Sachertorte

Appears in
Oxford Companion to Food

By Alan Davidson

Published 2014

  • About

Sachertorte a famous Austrian cake served on festive occasions in German-speaking countries. It is a rich chocolate sponge cake glazed in apricot, and iced with bittersweet chocolate.

It was first produced in 1832 by Franz Sacher, chef to Prince von Metternich, and is reputedly the only cake in the world that was ever the subject of a court case. Sarah Kelly (1985) describes how the dispute arose:

when Demel’s, Vienna’s most famous pastry shop, and the Sacher Hotel, owned by a branch of the same Sacher family, contested who had the right to call their product the ‘genuine’ Sachertorte.

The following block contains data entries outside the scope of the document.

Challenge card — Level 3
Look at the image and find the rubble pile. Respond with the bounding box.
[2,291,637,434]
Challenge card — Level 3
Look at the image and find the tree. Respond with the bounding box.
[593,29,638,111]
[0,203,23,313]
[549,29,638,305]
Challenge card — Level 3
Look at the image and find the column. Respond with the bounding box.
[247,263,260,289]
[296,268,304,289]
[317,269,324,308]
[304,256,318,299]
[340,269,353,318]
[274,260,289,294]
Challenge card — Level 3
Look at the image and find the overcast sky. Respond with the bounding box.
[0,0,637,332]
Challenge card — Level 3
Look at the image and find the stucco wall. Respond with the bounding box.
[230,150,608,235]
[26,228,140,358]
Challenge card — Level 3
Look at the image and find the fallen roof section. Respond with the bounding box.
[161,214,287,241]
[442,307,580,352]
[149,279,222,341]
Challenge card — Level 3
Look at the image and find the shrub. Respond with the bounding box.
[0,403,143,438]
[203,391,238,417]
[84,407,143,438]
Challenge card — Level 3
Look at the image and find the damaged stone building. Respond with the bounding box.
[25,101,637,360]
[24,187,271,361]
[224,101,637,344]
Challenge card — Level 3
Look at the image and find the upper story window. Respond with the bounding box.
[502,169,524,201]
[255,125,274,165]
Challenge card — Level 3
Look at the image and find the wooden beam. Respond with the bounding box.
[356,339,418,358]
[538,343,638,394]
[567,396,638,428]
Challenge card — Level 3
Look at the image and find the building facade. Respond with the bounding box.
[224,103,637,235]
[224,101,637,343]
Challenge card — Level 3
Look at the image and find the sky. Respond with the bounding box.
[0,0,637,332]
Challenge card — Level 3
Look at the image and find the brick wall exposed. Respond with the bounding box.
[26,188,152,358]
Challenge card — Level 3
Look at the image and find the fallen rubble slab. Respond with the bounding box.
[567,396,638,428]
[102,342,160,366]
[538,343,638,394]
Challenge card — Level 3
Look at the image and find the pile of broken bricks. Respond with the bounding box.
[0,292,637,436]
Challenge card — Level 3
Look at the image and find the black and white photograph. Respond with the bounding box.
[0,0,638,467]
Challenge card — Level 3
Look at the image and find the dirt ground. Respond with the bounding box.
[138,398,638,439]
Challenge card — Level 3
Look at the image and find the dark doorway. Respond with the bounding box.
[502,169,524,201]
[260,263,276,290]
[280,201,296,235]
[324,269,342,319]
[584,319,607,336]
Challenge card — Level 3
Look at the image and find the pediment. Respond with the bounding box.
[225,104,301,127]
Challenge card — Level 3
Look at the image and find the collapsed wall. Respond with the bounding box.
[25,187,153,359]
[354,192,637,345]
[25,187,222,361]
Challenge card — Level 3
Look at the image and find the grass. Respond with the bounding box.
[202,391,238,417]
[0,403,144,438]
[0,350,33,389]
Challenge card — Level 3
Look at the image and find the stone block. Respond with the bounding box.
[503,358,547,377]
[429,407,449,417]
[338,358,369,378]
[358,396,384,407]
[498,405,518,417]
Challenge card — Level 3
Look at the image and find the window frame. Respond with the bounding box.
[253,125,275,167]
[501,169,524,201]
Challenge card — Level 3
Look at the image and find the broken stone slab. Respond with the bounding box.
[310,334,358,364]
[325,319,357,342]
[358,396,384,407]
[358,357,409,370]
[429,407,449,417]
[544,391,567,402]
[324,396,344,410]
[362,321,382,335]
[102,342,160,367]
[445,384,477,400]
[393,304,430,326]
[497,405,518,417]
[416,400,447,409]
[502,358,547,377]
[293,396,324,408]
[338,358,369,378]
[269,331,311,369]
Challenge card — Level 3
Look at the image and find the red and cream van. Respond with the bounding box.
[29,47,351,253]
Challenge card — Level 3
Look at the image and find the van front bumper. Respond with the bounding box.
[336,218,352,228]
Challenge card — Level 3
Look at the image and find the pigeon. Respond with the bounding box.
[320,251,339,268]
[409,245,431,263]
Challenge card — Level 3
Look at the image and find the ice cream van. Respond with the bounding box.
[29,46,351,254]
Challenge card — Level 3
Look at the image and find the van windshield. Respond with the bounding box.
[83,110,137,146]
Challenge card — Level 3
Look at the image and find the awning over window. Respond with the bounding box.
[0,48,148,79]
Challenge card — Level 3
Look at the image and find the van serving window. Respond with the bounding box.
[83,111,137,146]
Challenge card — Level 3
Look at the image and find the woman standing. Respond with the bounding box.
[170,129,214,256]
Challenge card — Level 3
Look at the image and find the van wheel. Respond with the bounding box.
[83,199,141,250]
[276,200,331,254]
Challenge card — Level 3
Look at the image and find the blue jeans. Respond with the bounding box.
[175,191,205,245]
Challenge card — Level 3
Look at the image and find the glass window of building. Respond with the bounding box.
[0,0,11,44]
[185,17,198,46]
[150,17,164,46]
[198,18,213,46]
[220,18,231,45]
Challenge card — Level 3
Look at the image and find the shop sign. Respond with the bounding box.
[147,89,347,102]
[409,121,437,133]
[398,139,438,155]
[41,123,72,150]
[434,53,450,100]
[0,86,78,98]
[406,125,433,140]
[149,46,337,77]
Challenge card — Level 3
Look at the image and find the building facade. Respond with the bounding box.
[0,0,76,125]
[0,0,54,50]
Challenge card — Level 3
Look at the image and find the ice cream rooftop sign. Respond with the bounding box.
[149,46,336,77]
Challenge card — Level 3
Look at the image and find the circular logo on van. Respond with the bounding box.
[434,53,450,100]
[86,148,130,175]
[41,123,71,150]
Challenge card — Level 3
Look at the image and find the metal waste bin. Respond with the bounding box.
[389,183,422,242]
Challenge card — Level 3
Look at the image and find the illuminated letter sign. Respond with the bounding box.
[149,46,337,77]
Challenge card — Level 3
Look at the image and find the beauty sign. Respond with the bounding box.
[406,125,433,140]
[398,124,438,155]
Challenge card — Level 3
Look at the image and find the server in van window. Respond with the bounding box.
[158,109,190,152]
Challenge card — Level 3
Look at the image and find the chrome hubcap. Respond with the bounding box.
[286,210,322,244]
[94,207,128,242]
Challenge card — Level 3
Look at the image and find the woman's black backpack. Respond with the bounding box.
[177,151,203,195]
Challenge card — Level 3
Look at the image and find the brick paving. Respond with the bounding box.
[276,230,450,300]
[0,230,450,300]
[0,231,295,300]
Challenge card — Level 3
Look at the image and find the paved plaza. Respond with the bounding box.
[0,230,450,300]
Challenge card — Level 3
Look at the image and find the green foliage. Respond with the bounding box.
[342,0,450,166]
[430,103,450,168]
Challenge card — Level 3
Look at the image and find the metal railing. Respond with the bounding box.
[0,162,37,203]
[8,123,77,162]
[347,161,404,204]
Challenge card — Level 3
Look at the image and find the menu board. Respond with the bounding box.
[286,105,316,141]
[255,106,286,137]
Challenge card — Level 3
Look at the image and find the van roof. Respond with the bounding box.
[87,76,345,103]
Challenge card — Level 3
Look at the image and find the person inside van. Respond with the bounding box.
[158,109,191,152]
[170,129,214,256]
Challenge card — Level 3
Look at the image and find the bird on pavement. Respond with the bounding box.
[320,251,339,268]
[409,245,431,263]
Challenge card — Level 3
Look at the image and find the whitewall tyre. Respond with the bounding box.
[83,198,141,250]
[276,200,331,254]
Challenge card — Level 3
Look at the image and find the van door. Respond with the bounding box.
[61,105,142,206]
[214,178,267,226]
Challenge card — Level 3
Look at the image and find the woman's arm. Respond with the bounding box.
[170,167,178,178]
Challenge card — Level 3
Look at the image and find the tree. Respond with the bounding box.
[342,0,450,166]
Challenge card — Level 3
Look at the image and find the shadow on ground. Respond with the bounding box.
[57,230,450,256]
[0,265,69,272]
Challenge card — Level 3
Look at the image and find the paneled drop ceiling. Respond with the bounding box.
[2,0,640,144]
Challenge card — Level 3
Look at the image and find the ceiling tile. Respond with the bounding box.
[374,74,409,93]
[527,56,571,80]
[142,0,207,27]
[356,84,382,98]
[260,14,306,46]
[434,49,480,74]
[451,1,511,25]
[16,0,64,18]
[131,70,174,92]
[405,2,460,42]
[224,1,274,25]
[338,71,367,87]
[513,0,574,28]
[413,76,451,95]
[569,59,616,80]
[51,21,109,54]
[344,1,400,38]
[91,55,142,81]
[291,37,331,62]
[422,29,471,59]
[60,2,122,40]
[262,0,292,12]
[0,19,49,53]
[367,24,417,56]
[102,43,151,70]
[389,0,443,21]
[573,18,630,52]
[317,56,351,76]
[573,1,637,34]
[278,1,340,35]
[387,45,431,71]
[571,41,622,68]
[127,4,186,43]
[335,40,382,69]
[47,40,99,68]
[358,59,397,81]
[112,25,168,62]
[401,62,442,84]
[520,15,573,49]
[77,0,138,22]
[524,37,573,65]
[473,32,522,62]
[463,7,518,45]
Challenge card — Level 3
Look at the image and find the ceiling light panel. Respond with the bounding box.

Demel’s case was based on the fact that the shop had bought the right to produce the ‘genuine’ Sachertorte, stamped with an official seal of bittersweet chocolate, from Edouard Sacher, the grandson of the creator… The Hotel Sacher based their case on the family connection with the cake’s creator. The most discernible difference between the versions from the two establishments was in the placing of the apricot jam … Seven years later, the courts decided in favour of the Hotel Sacher. Demel’s, however, … announced that they would simply market their Torte as the ‘Ur-Sachertorte’, the very first version.